I am in no position to say that people advocating syariah or the implementation of Islamic law are wrong, and in a situation and context where everybody accepts syariah, then there may be no question.
But here we are looking at a completely different environment that is far removed from that addressed in the classical Arabic texts. So what do you do? You have to then start acknowledging that this is a different context and we are living within international parameters; even if you have a Muslim state, purely, where all Muslims say they want an Islamic state, I don’t think I would endorse it because it would be so impractical in an international environment.
So , we have to deal with it. Earlier we were talking about a truncated education system; this is what we mean. Deal with it first.

EK: Our experience is quite interesting because we don’t have to look to far, just to Indonesia where you have a figure like Gus Dur who is crucial in not just advocating but taking the message of moderation out to the public. He is a man who has asserted that Tuhan Tidak Perlu Dipertahankan [God Need Not Be Defended]. We, in Malaysia, have never had a force like that... a consistent force to counter to more radical forces?
AI: Yes, but you must take into account the historical and cultural context. You take the figure of Gus Dur. It would not be easy for many Muslim to accept a figure like him outside the Indonesian context because he is seen by many to be far too liberal. Even though I share many of his views.
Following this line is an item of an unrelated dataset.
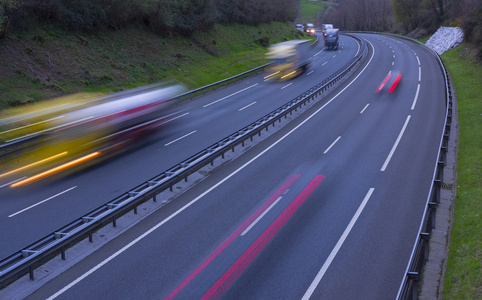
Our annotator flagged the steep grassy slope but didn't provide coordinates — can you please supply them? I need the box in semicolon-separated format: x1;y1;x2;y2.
442;44;482;299
0;23;303;109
I think for us the first task is to engage and educate, to stress that this is a country that requires moderation, let them then espouse their message, then initiate an open debate or discourse about the Islamic state. Because if you don’t do that, then the problem will get protracted and you will begin to hear so many things from so many people without a proper dialogue actually taking place.
There are those in PAS who ask me, ‘What do you actually want?’ and I say, ‘If an Islamic state means you curtail freedom, you say that freedom is only for the ‘Chosen Few,’ then I cannot accept.’
But you have to argue with them substantially. I would suggest that a broad debate must take place, involving committed Muslims, non-committed Muslim, less committed Muslims, non-Muslims. The debate now, however, is among those who themselves profess and claim to be spokesmen for Islam and it is so often reduced to banal issues.
And I think it’s possible. I am dealing now with some of the most difficult figures on all fronts but I do see possibilities and am even optimistic. I could choose an easier way but...
I would say that the biggest obstacle now is the media. We may leave aside politics, suggest a dialogue of critical importance about the Islamic state, cultural issues, issues of freedom without involving political parties, but there doesn’t seem to be an avenue for that.